Газалову была смешна и противна наша жалкая аудитория. Он, между прочим, раньше преподавал математику в Пажеском корпусе и поэтому хорошо знал моего двоюродного брата.
Когда я сдавала у него вступительный экзамен в квартире с образами и царскими портретами, он пренебрежительно выслушал мой лепет и сразу решил так:
— Ставлю вам три, потому что другие отметки — хороши. У вас есть память, это — яд для математики. Ваш двоюродный брат никогда ничего не знал.
Мы боялись Газалова, как огня. Седой, видный, усатый, стройный, он смотрел на нас из-под бровей в три пальца и кричал на нас страшно. Перед концом третьей четверти «неудовлетворительных» отметок уже никто не считал, все исхудали и, уча урок, ни на что не надеялись. Последнюю возможность исправления четвертной отметки Газалов нам дал в помещении культурно-просветительного кружка, однажды после уроков.

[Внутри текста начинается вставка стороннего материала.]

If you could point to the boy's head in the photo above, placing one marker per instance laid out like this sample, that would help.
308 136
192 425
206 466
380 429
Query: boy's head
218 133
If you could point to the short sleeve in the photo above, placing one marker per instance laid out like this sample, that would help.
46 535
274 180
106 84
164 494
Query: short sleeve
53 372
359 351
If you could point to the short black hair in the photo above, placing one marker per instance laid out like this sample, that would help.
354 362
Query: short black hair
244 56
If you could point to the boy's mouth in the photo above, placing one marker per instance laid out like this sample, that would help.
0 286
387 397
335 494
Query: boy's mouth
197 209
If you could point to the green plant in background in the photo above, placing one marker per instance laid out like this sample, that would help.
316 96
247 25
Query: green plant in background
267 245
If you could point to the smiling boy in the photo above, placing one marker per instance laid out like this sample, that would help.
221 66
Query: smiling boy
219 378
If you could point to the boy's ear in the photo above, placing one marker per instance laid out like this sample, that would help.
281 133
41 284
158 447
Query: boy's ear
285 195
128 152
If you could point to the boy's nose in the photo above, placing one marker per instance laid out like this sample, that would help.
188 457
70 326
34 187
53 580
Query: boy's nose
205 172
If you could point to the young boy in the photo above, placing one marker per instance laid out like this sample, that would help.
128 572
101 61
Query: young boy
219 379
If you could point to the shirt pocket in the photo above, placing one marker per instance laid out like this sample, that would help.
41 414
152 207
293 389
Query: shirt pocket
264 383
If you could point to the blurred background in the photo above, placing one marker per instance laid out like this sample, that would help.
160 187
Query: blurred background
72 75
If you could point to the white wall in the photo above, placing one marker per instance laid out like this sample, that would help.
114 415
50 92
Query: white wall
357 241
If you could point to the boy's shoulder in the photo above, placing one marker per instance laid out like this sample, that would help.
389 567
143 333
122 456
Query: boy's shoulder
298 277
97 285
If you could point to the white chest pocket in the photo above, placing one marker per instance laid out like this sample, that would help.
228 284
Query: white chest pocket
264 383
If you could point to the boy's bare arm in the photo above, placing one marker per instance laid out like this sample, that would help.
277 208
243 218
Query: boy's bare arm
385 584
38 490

Туда поплелись многие. Была и Тата Мордах, и Порохонская Милица, и Катя Троицкая, и Муся Савицкая, и Лиля Балабина, и Кугушев-Татарской, и мой брат, и Писарский. В помещении кружка пахло воском — там фабриковали свечи для церкви. Висел портрет Пушкина и изречение президента Масарика, в рамочке: «Правда побеждает». Тут же стояла принесенная из класса доска и высился Газалов, заложивший руку за борт серой шинели: грозный, каменный.
Мы проходили тогда начало геометрии: ерунду о смежных углах, о сумме внешних углов, какие-то аксиомы, теоремы, недлинные формулы.
Никто не исправил себе отметку. Покрикивая, Газалов выгонял нас по очереди. И мы уносились, трепеща, ругая его шепотом, ненавидя.
Четвертая четверть началась скверно. В лагере даже сточные канавки, и вот именно канавки, вопили о весне талыми водами, травой, одуванчиками. Весна была не такая, как в Турции — настоящая. Никаких там фиг, олеандров, кипарисов, гранатовых деревьев. Дрожали березы, серели клены, зацветали кусты черемухи, бузины, много обещала сирень. Ах, как тяжело давалось образование.
Загжевский уже не носил пальто. Он носил поддевочку, был всегда простоволос, смеялся, звенел на весь лагерь. Вскоре он начал носить носки, но колени его никогда не были разбиты, как буквально у всех мальчиков. Он кое-что вскользь рассказал мне о своем детстве, о тете Кате, о каких-то каруселях. И, вспомни карусели, хохотал, откидывал голову, и челка его блестела на солнце. Я представляла его себе верхом на деревянном белом лебеде и когда-то, потом, об этом написала:
Весенний ветер играл его волосами, зеленые глаза темнели, но не теплели, я сходила с ума от счастья, потому что он существовал воочию. В старшем бараке девочек говорили об университетах, замужестве, о детях, там никто не знал об ослепительном существовании пятиклассника Загжевского. В нашем бараке говорили, что он кривляется и хорошо танцует, но что он самый замечательный во всей гимназии и что он говорит загадочно, не замечали…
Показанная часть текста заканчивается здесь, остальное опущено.